24 September 2023, 05:00 WIB

Ekonomi Libido


Adiyanto Wartawan Media Indonesia | Opini

MI/Ebet
 MI/Ebet
Adiyanto Wartawan Media Indonesia

‘YANG penting cuan’. Kita mungkin sering mendengar kalimat itu dalam percakapan sehari-hari. Ia telah menjadi semacam kredo, tak hanya di kalangan anak muda, tetapi juga orang dewasa. Cuan alias uang, menjadi benda berharga untuk dimiliki. “Uang bukan segalanya, tapi untuk mendapatkan segalanya perlu uang,” begitu kata seorang motivator finansial, yang videonya suatu kali muncul di beranda media sosial saya. Sepakat. Tapi, mbok ya jangan juga lantas jadi gelap mata menghalalkan segala cara untuk mendapatkan uang. Apalagi sampai nyolong atau korupsi.
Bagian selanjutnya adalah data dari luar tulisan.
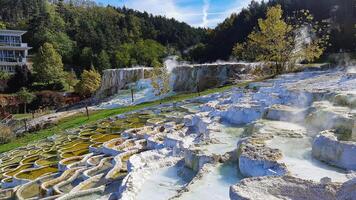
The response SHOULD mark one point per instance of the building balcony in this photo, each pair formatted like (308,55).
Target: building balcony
(12,59)
(5,43)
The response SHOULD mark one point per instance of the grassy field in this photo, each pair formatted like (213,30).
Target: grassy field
(80,119)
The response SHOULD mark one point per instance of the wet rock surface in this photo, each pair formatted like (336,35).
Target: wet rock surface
(327,148)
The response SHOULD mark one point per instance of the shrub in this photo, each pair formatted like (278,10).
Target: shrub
(48,99)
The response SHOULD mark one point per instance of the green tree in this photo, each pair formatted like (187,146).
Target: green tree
(103,62)
(25,97)
(160,79)
(281,43)
(89,83)
(48,64)
(61,42)
(87,56)
(71,79)
(2,25)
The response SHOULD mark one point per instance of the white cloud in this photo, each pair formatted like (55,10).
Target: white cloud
(166,8)
(205,19)
(198,16)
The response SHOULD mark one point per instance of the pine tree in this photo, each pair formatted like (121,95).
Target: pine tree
(48,64)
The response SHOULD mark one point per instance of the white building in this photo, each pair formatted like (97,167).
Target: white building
(12,51)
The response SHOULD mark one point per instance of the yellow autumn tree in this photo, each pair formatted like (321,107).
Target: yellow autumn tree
(160,79)
(283,43)
(89,83)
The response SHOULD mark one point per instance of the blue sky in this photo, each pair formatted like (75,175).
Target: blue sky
(199,13)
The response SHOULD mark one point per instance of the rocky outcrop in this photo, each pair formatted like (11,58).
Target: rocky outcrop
(255,157)
(258,160)
(201,77)
(323,116)
(285,113)
(327,148)
(280,188)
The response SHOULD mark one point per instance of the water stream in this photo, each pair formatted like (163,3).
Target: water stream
(215,184)
(164,183)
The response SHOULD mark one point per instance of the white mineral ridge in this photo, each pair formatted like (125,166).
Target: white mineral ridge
(140,167)
(300,163)
(214,184)
(281,188)
(328,148)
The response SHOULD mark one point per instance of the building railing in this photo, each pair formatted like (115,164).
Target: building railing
(5,43)
(12,59)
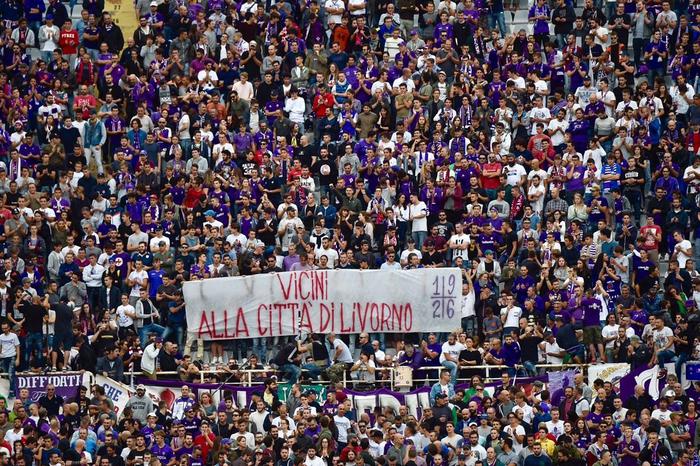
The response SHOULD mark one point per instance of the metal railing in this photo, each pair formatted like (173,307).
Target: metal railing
(250,377)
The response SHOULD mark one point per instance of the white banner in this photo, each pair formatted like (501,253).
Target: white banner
(115,391)
(325,301)
(120,393)
(612,372)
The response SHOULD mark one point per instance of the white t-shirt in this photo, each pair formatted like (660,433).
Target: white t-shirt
(608,332)
(452,350)
(124,320)
(552,348)
(558,138)
(345,355)
(8,345)
(332,255)
(419,224)
(540,114)
(343,425)
(512,317)
(334,18)
(520,430)
(468,302)
(458,240)
(607,98)
(514,174)
(316,461)
(682,257)
(539,203)
(661,338)
(555,428)
(136,289)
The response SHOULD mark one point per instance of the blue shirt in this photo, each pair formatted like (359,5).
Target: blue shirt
(155,280)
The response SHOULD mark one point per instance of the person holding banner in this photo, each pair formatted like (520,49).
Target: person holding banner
(340,358)
(9,355)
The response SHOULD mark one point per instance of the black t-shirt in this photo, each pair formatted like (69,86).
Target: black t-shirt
(633,174)
(52,405)
(433,258)
(34,315)
(64,317)
(528,347)
(136,455)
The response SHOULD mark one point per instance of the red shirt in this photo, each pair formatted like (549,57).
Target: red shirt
(69,41)
(202,442)
(491,182)
(321,103)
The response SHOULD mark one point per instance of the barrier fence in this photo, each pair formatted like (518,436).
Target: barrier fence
(396,377)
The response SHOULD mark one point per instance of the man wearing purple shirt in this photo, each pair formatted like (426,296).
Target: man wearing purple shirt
(187,447)
(592,336)
(521,284)
(243,141)
(162,450)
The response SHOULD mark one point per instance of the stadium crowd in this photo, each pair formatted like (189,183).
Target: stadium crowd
(556,165)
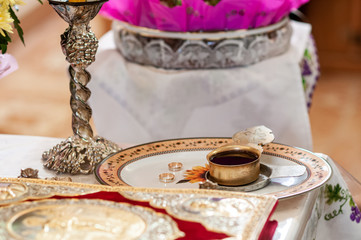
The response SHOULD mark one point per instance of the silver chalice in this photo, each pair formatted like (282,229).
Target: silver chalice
(81,152)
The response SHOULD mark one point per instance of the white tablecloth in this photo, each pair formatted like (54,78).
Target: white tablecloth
(137,104)
(320,214)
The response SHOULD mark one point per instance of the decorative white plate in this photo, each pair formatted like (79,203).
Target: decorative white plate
(141,165)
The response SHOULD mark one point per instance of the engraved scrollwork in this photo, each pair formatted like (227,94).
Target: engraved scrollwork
(81,152)
(84,218)
(191,52)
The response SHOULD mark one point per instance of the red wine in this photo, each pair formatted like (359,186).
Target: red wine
(234,158)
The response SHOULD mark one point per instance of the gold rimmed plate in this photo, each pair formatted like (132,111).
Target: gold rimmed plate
(84,219)
(140,166)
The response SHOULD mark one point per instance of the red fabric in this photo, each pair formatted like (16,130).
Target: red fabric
(269,228)
(192,230)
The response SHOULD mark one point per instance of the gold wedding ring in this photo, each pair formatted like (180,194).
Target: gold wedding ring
(166,177)
(175,166)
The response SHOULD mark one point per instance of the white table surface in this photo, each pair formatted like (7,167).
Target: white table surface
(18,152)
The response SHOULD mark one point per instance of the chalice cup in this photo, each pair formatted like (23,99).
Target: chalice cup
(81,152)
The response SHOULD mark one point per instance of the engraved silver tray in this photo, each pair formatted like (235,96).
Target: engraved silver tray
(201,50)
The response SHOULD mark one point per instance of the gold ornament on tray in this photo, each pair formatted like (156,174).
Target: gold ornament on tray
(79,153)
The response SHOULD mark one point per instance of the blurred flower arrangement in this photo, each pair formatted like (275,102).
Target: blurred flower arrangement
(8,21)
(199,15)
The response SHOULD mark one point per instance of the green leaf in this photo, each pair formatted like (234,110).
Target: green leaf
(351,202)
(17,25)
(333,194)
(4,41)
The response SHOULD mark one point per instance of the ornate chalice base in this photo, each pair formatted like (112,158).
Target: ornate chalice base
(75,155)
(81,152)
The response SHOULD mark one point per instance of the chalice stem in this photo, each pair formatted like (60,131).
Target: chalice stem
(79,153)
(78,102)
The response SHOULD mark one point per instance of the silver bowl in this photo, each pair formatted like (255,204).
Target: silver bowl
(201,50)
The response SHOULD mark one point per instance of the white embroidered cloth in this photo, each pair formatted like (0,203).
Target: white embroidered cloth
(137,104)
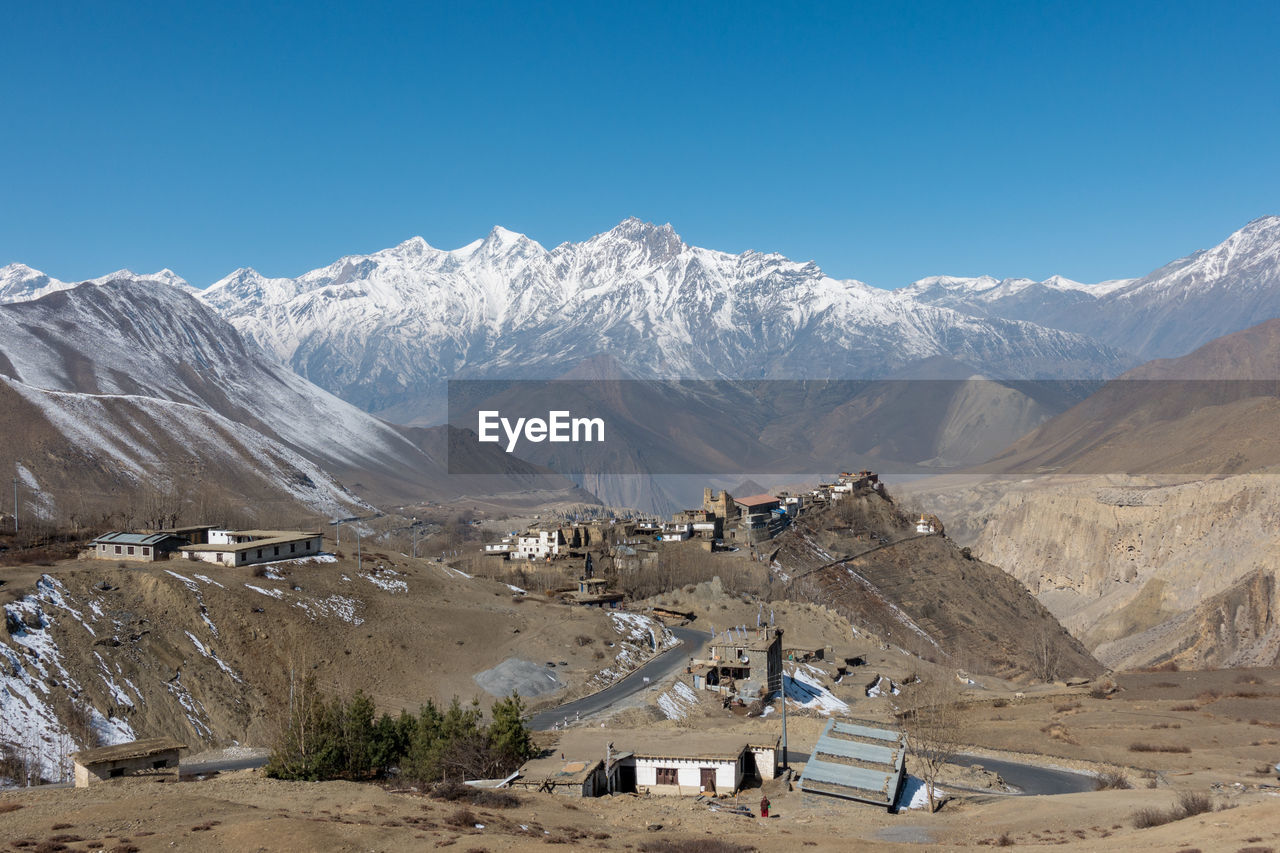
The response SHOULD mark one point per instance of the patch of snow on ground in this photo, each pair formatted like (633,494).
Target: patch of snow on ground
(191,706)
(387,579)
(319,557)
(643,637)
(883,687)
(191,584)
(915,793)
(339,606)
(677,702)
(804,688)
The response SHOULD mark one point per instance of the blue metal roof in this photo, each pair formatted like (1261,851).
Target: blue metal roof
(856,762)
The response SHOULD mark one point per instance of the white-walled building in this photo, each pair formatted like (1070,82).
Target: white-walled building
(248,547)
(671,762)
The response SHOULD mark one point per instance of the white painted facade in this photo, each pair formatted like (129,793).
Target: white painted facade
(689,774)
(538,546)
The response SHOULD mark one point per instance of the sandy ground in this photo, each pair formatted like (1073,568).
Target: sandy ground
(243,811)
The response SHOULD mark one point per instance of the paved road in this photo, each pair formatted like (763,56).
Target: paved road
(656,670)
(1032,779)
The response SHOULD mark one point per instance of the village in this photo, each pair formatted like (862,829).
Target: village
(741,666)
(723,702)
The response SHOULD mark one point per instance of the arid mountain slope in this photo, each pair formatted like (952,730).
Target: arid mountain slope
(1162,548)
(1214,411)
(205,653)
(864,560)
(129,387)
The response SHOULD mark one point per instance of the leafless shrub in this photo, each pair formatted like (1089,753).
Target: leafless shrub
(694,845)
(1152,747)
(461,817)
(1148,817)
(1112,780)
(1194,803)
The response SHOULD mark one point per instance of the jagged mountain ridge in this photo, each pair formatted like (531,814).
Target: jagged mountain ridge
(384,331)
(21,283)
(1165,314)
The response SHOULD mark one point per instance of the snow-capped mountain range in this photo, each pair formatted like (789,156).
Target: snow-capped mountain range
(1165,314)
(384,331)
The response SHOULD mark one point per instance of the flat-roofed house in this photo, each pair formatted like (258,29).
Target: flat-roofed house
(247,547)
(138,547)
(151,756)
(664,762)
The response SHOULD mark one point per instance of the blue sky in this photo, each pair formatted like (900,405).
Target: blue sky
(886,141)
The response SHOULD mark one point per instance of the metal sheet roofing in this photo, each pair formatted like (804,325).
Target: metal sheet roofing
(132,538)
(757,500)
(856,761)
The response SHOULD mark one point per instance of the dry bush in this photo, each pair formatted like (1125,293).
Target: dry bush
(1194,803)
(1189,803)
(694,845)
(1153,747)
(1112,780)
(1148,817)
(461,817)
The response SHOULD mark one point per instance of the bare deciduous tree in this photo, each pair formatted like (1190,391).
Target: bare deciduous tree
(931,715)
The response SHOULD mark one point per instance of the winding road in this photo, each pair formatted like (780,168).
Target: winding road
(1031,779)
(652,673)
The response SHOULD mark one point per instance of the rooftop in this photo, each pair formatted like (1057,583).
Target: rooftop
(757,500)
(255,543)
(126,751)
(557,770)
(856,761)
(590,743)
(132,538)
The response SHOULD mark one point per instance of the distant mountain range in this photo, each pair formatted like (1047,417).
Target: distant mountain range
(387,331)
(127,388)
(1165,314)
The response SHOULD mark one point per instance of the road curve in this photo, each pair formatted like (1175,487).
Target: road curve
(656,670)
(1032,779)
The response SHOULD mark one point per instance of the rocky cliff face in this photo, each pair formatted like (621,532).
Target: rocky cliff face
(1146,573)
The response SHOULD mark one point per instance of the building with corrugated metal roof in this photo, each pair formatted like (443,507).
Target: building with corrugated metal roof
(137,547)
(858,761)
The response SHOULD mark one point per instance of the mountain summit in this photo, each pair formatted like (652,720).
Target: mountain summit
(387,329)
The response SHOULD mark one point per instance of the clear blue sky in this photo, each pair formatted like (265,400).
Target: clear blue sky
(885,141)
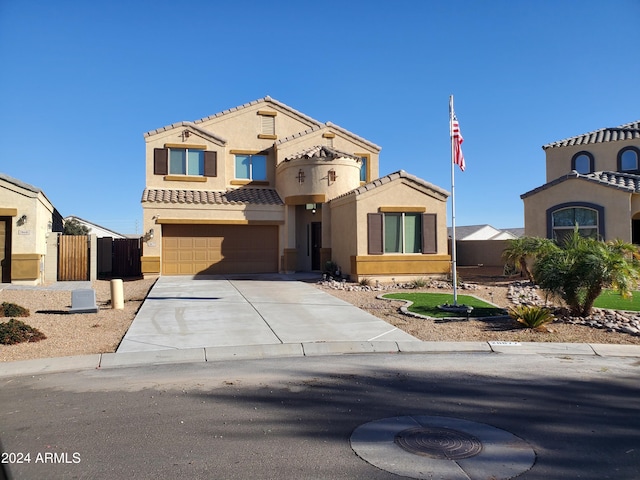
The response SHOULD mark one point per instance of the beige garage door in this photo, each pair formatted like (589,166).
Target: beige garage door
(219,249)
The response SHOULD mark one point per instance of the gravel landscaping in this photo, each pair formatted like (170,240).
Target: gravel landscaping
(88,333)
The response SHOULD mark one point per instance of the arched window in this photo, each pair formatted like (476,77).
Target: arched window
(628,159)
(564,220)
(582,162)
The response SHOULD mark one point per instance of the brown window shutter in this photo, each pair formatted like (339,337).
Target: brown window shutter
(160,161)
(429,233)
(374,233)
(210,164)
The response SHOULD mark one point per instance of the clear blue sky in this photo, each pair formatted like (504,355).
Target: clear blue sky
(81,81)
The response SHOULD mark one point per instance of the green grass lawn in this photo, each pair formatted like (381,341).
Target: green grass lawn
(614,301)
(427,304)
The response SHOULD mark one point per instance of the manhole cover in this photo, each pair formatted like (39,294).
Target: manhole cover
(434,442)
(438,448)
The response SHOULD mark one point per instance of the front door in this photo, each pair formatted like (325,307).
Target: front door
(316,244)
(635,231)
(5,249)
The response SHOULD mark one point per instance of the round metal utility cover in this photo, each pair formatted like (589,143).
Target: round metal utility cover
(442,443)
(421,446)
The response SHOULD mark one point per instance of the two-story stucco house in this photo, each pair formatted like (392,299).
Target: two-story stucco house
(593,181)
(265,188)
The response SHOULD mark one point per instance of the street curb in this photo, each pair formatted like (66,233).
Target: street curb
(105,361)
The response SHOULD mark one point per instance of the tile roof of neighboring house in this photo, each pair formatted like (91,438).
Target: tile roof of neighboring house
(516,232)
(19,183)
(464,231)
(92,225)
(321,151)
(628,131)
(256,196)
(390,178)
(621,181)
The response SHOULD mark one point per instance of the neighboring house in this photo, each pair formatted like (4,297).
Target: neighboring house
(265,188)
(27,218)
(95,229)
(482,244)
(483,232)
(593,182)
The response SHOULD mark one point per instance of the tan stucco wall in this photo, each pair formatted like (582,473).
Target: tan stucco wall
(316,177)
(185,213)
(605,157)
(617,207)
(401,193)
(343,233)
(349,232)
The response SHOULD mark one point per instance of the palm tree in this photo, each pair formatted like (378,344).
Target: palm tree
(578,270)
(520,251)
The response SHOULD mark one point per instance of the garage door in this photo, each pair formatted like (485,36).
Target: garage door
(219,249)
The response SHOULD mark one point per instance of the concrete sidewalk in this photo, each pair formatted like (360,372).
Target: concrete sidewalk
(214,354)
(191,312)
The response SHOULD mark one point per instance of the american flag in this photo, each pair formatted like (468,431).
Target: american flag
(458,157)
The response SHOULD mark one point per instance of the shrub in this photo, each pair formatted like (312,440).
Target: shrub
(14,331)
(419,282)
(530,316)
(13,310)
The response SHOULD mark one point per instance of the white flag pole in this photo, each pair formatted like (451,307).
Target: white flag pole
(454,278)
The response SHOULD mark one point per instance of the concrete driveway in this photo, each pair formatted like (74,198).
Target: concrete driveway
(192,312)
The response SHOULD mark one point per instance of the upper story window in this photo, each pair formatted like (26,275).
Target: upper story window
(363,168)
(184,161)
(628,159)
(267,124)
(582,162)
(251,167)
(566,219)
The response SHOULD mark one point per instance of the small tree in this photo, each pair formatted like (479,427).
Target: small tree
(520,250)
(74,227)
(580,268)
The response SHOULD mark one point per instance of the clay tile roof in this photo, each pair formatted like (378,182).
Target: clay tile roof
(321,151)
(390,178)
(628,131)
(621,181)
(252,196)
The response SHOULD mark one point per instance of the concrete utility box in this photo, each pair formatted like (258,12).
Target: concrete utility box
(83,301)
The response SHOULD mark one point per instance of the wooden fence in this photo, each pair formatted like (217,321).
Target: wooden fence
(73,257)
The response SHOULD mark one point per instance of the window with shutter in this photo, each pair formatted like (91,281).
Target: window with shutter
(210,164)
(374,233)
(429,233)
(160,161)
(268,125)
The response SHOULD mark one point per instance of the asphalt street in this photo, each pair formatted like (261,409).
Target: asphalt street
(292,418)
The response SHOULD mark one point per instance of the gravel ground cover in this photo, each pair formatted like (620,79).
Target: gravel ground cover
(78,333)
(88,333)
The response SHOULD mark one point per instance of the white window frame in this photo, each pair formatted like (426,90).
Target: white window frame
(186,161)
(403,240)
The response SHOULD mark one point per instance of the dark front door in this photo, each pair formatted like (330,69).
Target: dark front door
(635,232)
(316,244)
(5,249)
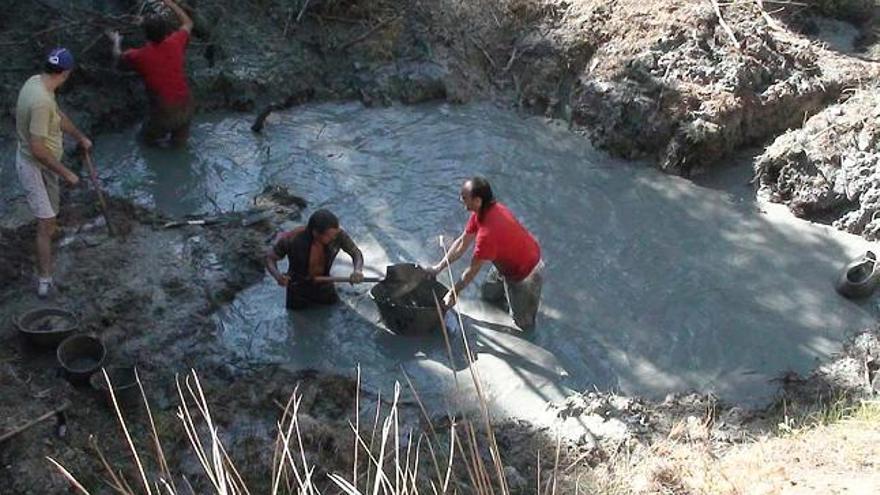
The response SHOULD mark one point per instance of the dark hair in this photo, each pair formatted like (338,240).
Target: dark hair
(321,220)
(50,68)
(155,28)
(480,188)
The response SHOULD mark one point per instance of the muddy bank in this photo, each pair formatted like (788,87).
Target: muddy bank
(147,294)
(662,79)
(828,170)
(239,58)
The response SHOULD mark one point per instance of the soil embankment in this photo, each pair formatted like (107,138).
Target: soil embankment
(665,80)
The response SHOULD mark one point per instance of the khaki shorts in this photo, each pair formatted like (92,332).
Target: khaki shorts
(523,298)
(40,186)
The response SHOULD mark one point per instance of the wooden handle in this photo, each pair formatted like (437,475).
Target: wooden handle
(344,279)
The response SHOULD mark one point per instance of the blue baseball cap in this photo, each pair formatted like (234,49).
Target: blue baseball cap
(61,58)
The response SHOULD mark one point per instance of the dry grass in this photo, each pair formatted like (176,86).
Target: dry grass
(389,457)
(832,450)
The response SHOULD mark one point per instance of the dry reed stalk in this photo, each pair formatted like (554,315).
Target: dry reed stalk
(137,458)
(481,396)
(69,476)
(157,445)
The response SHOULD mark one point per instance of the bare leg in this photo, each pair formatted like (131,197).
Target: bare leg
(45,230)
(180,136)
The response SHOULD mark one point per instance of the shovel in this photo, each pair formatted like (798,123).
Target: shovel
(93,174)
(404,277)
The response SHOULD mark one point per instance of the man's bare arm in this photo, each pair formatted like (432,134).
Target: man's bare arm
(184,18)
(46,158)
(68,127)
(456,251)
(272,267)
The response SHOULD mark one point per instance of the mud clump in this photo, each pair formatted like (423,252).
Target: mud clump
(828,170)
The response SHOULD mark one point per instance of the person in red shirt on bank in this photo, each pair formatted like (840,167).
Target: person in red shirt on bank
(517,275)
(161,65)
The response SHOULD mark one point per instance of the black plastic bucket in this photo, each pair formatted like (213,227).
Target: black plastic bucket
(80,356)
(413,312)
(46,327)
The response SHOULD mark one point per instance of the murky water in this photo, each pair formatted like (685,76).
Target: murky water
(653,284)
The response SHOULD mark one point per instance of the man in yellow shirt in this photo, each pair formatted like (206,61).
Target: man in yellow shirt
(39,125)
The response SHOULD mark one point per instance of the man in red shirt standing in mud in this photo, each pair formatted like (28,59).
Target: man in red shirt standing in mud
(517,275)
(161,64)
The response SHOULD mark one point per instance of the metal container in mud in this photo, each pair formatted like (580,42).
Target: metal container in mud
(412,312)
(124,382)
(80,356)
(46,327)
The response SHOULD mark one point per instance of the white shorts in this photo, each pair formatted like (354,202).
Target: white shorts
(40,186)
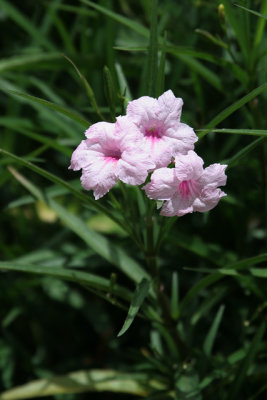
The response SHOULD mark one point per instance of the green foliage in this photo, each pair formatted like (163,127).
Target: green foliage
(73,268)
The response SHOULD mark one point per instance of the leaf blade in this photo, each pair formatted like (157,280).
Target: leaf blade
(139,296)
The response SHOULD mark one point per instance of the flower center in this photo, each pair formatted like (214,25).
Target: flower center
(188,188)
(112,156)
(153,133)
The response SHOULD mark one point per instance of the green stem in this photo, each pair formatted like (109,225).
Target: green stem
(151,259)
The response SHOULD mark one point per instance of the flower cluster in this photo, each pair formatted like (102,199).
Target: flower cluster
(147,140)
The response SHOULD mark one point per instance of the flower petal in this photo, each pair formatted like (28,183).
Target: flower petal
(134,165)
(163,184)
(177,206)
(159,150)
(101,132)
(142,110)
(170,109)
(184,135)
(188,167)
(208,199)
(79,157)
(100,177)
(214,175)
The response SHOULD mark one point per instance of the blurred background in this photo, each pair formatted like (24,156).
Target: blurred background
(49,326)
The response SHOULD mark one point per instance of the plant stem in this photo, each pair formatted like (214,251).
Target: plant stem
(151,259)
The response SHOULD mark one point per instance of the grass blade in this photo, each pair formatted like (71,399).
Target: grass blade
(211,336)
(236,25)
(26,24)
(152,59)
(252,11)
(138,384)
(214,277)
(175,295)
(25,61)
(161,72)
(139,296)
(62,110)
(61,182)
(253,132)
(247,362)
(207,74)
(242,153)
(110,92)
(135,26)
(233,107)
(102,246)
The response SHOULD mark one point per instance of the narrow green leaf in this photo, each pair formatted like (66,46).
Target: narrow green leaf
(214,277)
(124,87)
(246,363)
(26,61)
(175,295)
(50,142)
(259,272)
(211,336)
(55,179)
(26,24)
(138,384)
(34,190)
(243,152)
(102,246)
(207,74)
(135,26)
(260,25)
(77,10)
(247,262)
(252,11)
(84,278)
(110,93)
(62,110)
(152,59)
(88,88)
(252,132)
(212,38)
(237,26)
(161,72)
(233,107)
(139,296)
(203,71)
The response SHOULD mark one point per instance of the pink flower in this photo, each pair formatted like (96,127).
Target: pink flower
(159,122)
(111,152)
(187,187)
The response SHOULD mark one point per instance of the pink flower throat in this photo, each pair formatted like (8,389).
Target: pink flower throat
(112,156)
(153,132)
(188,188)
Zaman memang telah berganti. Ekonomi kini tidak lagi berpusat pada mengonsumsi hal-hal yang bersifat materi, tapi juga hasrat, kesenangan. Libidonomics, kalau kata filsuf Prancis, Jean-Francois Lyotard. Mulai tontonan, hiburan, olahraga, hingga kecantikan. Bahkan, untuk sekadar ngobrol dan ngopi di pinggir jalan atau beranda rumah yang semestinya murah-meriah, para ‘tuan besar’ telah mengonstruksi gaya hidup itu menjadi komoditas yang ujung-ujungnya menguras kantong. Betul, itu memang bukan paksaan. Namun, jika gaya hidup semacam itu terus-menerus didoktrinasi entah lewat tontonan ataupun medsos, ia akhirnya jadi hegemoni. Mereka yang enggak kuat ‘iman’, lama-lama ya tergoda juga.

Apalagi kini meminjam uang semudah menyeduh secangkir kopi. Pinjaman online (baik yang legal maupun ilegal) menjamur di mana-mana. Iklan yang menawarkan kemudahan semacam itu kerap muncul, baik di media mainstream seperti televisi maupun media sosial semisal Youtube atau Instagram. Anda mungkin pernah melihat iklan sejenis itu di medsos yang menawarkan limit pinjaman hingga puluhan juta kepada anak-anak muda. Belum lagi fasilitas buy now pay later (BNPL) yang pada prinsipnya sama, yakni menyuruh kita mengonsumsi dengan cara berutang.

Mengutip data laporan Otoritas Jasa Keuangan (OJK), jumlah non-performing loan atau NPL alias kredit macet untuk BNPL per April 2023 mencapai 9,7%. Angka tersebut jauh di batas aman, yakni 5%. Apa enggak bahaya tah? Apalagi data itu juga mengungkapkan hampir setengah pengguna BNPL ialah usia muda, yakni berkisar antara 20-30 tahun yang menyumbang 47,78%. Ironisnya, mereka yang bunuh diri atau gelap mata mencuri atau jadi pembunuh karena tergoda hal-hal semacam itu, bukan sekadar angka statistik. Mereka bertubuh dan
bernyawa, bahkan digadang-gadang menjadi bagian dari bonus demografi yang katanya akan membawa Indonesia mencapai kejayaan ekonomi pada 2045.

Tidak dapat dimungkiri konsumsi masyarakat memang turut berperan dalam mendongkrak pertumbuhan ekonomi. Namun, tidak mesti dengan cara berutang, tetapi melalui produktivitas. Itu bisa berjalan dengan menyediakan lebih banyak lapangan kerja, memperbaiki sistem pengupahan, serta akses kemudahan berusaha, bukan membuka seluas-luasnya fasilitas pinjaman online. Apalagi itu digunakan untuk hal yang tidak produktif, sekadar memuaskan hasrat (libido) kesenangan tadi.

Pembangunan ekonomi bukan semata persoalan makro. Permasalahan mikroekonomi semacam itu juga tidak kalah krusial. Perilaku ekonomi masyarakat juga turut berperan dalam menciptakan kemakmuran. Jepang bisa menjadi negara maju, salah satunya karena masyarakat mereka punya kebiasaan atau budaya berhemat dan menabung atau berinvestasi, bukan diajarkan untuk terus-menerus mengonsumsi sampai mati.